“Every place has its challenges. Which weather would you prefer?”
“Sunny. I want to live at the beach. When I go to college, I’m moving to the beach.”
“I love that idea,” I reply with equally as much enthusiasm. “I could use a free place to stay to walk in the sand and hear the waves roll in, especially if I’m surrounded by all this snow.” I gesture around me. “So where are you thinking about?”
“California. Most likely, anyway. They have the best surfing.”
My girl has never been on a surfboard. She’s never been on a skateboard.Choosing a university based around nearby sportsyou don’t engage in is so reasonable.My inner monologue is sarcastic perfection.
“Well, we should start looking at degree programs and costs then. Out of state tuition is steep and scholarships will be the only way to make that happen. You probably should be thinking about the next few years academically, so you’re positioned for it.”
“Mo-om.” The two syllables that greet my ears might as well be twenty it goes on so long. “You got to choose where you went and didn’t have to do it all.”
Little does she know.
Rosie interjects, “You’re right. And you’re wrong, bug. Your mom did get to choose, but she had to make her own way. I wish we’d been able to give her that gift, but Pops and I couldn’t. We did everything we could, but that ‘everything’ wasn’t much.” She turns to me, placing her hand on the table. “It’s one of my biggest regrets in life. I wish you hadn’t had to work so much in college.”
She knows. She knows the hell that came with getting caught. She knows the path that was laid out before me and the instant, permanent change in trajectory that being found caused.
I rest my hand atop hers. “You gave me everything.” I don’t want her to feel guilt for not being prepared for a child that randomly showed at her house. I look at my daughter and my Rosie around the table. “I have everything.”
When I look back to Renée, my snark is gone. “If you want California beaches and surfing, it will take some stellar grades to earn those scholarships, but we’ll find a way. Deal?”
“Deal.”
When I was thirteen, I wanted to be free of a cult. I didn’t know what surfing was or what California beaches looked like. I knew fear. So long as my daughter doesn’t live in fear, everything else is doable.
“The neighbor mentioned a prank involving food delivery and wanted to know if we saw anything. Did you, by chance?” The question is directed at my beautiful, dark-haired daughter. I’m straight-up lying to her. Something I promised myself I would never do, but desperate times call for desperate measures.
“No. What happened?”
“Food he didn’t order was delivered, but it was his name on the sticker. You haven’t seen any cars or anything that seem out of place?”
She shrugs. Yay for no fear, but fuck my life. “Not really. I don’t spend time staring out windows though.” With that, she digs back into her taco bowl.
All the while I’m in the same position I was when I came in.
Worried, with no intel.
And nothing to go on.
12
a symphony of metal
Sariah
I saw Rosie out, walked the outside of the house before the snow, did the dishes, and started a load of laundry. I want to be carefree enough to watch a mindless comedy on Netflix, but my mind, instead, is drawn over and over to my computer.
Renée tried once again to take her phone into her bedroom tonight. I get the testing boundaries thing, but I hate that they’re my boundaries.
I make sure she’s asleep before I grab my laptop and drop into my favorite chair. It’s wide and lush, and I sink in even when I’m curled up. It faces the hall and the living room so my daughter can’t sneak up on me.
I begin again with Cian’s keywords.
Little by little, I find a tale that makes me wonder about his and his father’s business dealings.

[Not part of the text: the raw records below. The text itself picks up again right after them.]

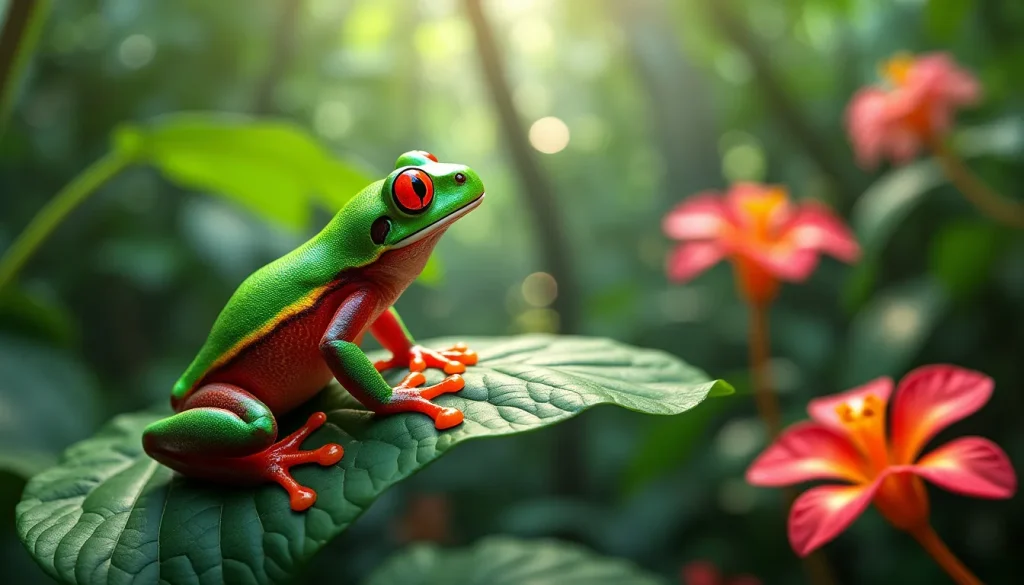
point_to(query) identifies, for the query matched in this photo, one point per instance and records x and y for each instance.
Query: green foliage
(963, 254)
(888, 333)
(109, 510)
(272, 168)
(47, 401)
(887, 203)
(504, 560)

Smart research shows yesterday’s dealings were a repeat of ones in Minnesota, Oregon, and Virginia. Same scheme, same play, same outcome. The property owners go to jail. The presumed dealers, since nothing ever sticks, claim diplomatic immunity and are sent home with a new crew coming in to begin again. They bounce around, going from state to state, to avoid continued scrutiny. Each time local officials begin from scratch only to realize it’s the same playbook, with a new location, new detective, and a new victim.